Peu coutumier de ce genre de déclaration publique, le juge David Maraga s'est exprimé à la suite du non-respect de plusieurs décisions de justice depuis l'investiture symbolique comme "président du peuple" le 30 janvier de l'opposant Raila Odinga, qui refuse de reconnaître la réélection du président Uhuru Kenyatta en 2017.

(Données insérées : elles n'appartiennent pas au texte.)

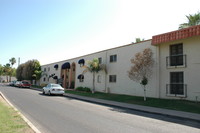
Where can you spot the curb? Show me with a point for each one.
(153, 110)
(23, 117)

"Ces derniers jours, nous avons constaté des développements préoccupants dans l'administration de la justice, qui menacent l'Etat de droit", a déclaré M. Maraga, rendu célèbre par la décision historique de la Cour suprême, le 1er septembre 2017, d'annuler le résultat de l'élection présidentielle du 8 août et d'ordonner un nouveau scrutin.

M. Maraga n'a pas précisé les décisions de justice concernées, mais depuis la prestation de serment symbolique de M. Odinga, la police a refusé d'obéir à deux ordres séparés de libérer sous caution un membre de l'opposition arrêté pour sa participation à cette cérémonie, et à plusieurs ordres de présenter cette même personne devant un tribunal de Nairobi.

Cet opposant, Miguna Miguna, a finalement été expulsé mardi soir vers le Canada - il possède également la nationalité canadienne - en dépit de ces décisions de justice.

L'Autorité des communications a, elle, obéi avec plusieurs jours de retard, et seulement partiellement, à une décision lui ordonnant de lever la suspension d'antenne pour quatre chaînes de télévision - dont les trois principales chaînes privées du pays. Elles avaient été suspendues pour avoir tenté de retransmettre la "prestation de serment" de M. Odinga.

Si KTN News et NTV ont repris l'antenne lundi, Citizen TV, la plus regardée du pays, et la chaîne locale Inooro TV qui appartient au même groupe, sont toujours interdites de diffusion.

"Tous les représentants de l'Etat font le serment de protéger et de soutenir la Constitution. Désobéir à une décision de justice n'est pas seulement une violation de la Constitution, c'est aussi faire fi de son devoir public", a déclaré David Maraga. 

"Se soumettre à une décision d'un tribunal, ce n'est un choix pour aucun individu ou institution (...), c'est une obligation civique et constitutionnelle", a-t-il ajouté.

La défiance dont font preuve les autorités vis-à-vis de ces décisions de justice fait craindre un recul des libertés au Kenya, où la réélection d'Uhuru Kenyatta en 2017 a été accompagnée de mois de troubles ayant fait au moins 92 morts, selon des organisations de défense des droits de l'Homme.